Coignières (/fr/) is a French commune in the Yvelines department, region of Île-de-France.

==Geography==
Coignières is situated 18 km southwest of Versailles. Its neighbours include Maurepas to the north, Mesnil-Saint-Denis and Lévis-Saint-Nom to the east, Essarts-le-Roi to the south and Saint-Rémy-l'Honoré to the west.

The village is roughly 170 m above sea level, fairly flat except to the west where there is a valley with the Mauldre river which runs from the area called la Maison Blanche to the north.

Coignières is connected by route nationale 10 (RN10), which traverses the commune from the northeast to the southwest, and given the amount of traffic it effectively divides the commune in two. Coignières train station is located on the Paris–Chartres train line and runs parallel to the RN10.
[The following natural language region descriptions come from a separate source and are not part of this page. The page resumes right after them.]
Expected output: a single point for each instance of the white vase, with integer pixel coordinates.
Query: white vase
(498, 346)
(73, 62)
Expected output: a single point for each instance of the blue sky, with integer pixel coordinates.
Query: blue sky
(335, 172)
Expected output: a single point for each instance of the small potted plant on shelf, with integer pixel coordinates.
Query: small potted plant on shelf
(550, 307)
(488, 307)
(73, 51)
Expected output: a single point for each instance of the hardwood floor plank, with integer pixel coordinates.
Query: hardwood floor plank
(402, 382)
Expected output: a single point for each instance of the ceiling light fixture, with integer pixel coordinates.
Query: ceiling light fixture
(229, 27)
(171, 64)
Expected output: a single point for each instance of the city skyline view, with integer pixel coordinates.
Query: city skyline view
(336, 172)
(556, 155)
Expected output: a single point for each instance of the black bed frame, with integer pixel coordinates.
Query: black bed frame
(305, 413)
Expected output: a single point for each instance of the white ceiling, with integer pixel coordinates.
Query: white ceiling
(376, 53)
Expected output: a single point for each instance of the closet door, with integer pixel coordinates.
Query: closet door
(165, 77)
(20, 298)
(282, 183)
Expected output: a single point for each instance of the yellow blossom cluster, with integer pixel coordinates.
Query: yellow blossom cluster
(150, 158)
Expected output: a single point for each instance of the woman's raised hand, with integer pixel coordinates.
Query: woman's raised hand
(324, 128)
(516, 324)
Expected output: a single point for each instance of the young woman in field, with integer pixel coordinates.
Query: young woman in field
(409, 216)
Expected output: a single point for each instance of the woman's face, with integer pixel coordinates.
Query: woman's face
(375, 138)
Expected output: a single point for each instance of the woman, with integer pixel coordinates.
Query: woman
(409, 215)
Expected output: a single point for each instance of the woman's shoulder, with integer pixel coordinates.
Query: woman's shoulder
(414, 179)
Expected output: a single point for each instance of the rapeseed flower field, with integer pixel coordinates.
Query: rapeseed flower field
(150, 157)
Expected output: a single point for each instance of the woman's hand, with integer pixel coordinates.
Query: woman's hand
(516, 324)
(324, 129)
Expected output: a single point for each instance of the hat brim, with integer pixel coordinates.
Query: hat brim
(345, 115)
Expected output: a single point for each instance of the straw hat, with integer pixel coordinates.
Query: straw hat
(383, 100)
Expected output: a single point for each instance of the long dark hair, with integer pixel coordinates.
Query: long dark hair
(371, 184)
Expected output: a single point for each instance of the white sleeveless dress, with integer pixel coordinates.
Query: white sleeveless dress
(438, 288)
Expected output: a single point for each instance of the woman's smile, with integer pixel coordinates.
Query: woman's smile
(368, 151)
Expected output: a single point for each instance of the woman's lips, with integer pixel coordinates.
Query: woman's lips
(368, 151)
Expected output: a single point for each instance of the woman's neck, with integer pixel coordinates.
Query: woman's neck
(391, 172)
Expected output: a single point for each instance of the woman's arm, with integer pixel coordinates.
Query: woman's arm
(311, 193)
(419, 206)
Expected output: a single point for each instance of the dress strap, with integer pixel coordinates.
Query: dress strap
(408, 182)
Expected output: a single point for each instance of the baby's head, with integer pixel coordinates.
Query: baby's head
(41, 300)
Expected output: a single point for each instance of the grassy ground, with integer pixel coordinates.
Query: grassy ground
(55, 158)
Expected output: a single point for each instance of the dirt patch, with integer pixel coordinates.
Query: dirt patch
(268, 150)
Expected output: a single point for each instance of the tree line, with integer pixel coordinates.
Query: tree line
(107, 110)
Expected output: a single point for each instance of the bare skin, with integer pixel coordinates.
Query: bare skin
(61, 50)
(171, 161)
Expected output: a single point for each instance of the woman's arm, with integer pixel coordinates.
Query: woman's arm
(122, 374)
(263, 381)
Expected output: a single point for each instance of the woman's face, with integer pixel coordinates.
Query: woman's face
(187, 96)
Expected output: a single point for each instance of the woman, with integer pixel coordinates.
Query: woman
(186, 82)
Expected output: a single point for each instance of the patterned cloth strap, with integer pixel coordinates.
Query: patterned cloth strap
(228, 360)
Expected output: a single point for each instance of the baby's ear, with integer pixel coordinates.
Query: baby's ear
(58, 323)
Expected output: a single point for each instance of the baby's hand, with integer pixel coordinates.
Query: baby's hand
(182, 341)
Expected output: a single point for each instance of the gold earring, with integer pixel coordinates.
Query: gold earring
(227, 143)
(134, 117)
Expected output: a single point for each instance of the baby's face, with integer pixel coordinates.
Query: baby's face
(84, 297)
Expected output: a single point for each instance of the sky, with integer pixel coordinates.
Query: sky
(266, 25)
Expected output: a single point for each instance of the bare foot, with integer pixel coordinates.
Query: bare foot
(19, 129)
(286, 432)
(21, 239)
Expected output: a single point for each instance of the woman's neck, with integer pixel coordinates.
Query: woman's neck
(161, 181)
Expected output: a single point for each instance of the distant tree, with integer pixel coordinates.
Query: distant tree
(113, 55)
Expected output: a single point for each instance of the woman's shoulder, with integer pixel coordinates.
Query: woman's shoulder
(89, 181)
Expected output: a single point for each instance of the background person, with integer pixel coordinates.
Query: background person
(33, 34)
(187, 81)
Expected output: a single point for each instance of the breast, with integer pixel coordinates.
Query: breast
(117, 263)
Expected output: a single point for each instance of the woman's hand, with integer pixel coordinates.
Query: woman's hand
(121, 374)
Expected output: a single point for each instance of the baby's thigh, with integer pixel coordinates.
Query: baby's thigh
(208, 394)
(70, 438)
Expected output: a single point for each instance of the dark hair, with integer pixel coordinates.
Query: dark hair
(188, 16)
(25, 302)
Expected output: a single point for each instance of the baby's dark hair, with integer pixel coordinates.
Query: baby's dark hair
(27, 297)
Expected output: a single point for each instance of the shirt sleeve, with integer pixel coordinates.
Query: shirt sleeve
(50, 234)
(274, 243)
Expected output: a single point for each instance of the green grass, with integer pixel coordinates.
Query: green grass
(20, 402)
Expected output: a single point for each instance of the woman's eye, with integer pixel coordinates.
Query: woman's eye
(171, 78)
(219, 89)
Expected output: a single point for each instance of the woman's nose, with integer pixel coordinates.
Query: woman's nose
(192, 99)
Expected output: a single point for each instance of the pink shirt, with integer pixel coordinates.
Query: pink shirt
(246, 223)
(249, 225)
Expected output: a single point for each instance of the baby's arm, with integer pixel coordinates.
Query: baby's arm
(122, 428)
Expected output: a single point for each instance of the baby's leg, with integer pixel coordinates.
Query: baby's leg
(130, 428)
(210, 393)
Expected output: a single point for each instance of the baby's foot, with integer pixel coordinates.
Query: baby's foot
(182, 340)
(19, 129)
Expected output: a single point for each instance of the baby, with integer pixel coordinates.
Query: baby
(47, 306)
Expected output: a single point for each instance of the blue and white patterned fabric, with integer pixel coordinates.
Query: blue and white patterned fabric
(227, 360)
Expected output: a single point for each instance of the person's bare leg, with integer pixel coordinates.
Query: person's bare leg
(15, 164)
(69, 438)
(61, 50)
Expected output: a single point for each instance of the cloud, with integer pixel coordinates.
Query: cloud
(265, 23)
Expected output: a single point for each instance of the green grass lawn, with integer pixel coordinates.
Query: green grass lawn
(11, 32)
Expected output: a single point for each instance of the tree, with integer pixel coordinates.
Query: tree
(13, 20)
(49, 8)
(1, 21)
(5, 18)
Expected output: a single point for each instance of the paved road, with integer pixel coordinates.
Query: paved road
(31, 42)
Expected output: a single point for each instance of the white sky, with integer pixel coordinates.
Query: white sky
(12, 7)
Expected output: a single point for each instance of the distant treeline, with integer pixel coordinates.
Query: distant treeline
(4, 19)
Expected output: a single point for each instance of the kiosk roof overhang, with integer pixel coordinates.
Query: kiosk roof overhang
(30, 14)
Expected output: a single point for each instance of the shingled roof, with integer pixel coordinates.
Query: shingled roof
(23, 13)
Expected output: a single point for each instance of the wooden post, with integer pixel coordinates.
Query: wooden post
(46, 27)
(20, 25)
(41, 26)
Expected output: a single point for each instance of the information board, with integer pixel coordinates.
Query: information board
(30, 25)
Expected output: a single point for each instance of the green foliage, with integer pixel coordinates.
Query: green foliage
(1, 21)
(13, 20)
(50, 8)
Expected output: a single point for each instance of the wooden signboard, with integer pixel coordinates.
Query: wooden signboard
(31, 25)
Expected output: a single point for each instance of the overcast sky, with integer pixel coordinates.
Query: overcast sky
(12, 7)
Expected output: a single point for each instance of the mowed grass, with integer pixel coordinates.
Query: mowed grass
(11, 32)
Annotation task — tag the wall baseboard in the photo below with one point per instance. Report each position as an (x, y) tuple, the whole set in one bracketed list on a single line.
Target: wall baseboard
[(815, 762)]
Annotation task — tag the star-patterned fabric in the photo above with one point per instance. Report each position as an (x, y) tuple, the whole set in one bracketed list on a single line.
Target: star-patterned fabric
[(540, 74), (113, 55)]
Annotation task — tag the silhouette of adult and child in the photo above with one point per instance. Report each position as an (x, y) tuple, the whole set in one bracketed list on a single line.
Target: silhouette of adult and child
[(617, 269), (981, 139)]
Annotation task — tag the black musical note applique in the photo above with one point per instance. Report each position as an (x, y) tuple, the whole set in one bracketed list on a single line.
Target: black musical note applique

The commune is quite well developed with new housing and commercial zones near Maurepas and beyond the Saint-Quentin-en-Yvelines region. There is also a large industrial zone (le Marais) between the RN10 and the railway line.

Part of the commune to the west is still a partly wooded rural area (Bois des Hautes Bruyères).

Finally, the GR 11 footpath also cuts across the commune from east to west.

==Education==
There are two preschools and elementary schools, École Gabriel Bouvet and École Marcel Pagnol, as well as one junior high school, Collège d'Enseignement Secondaire « La Mare aux Saules ».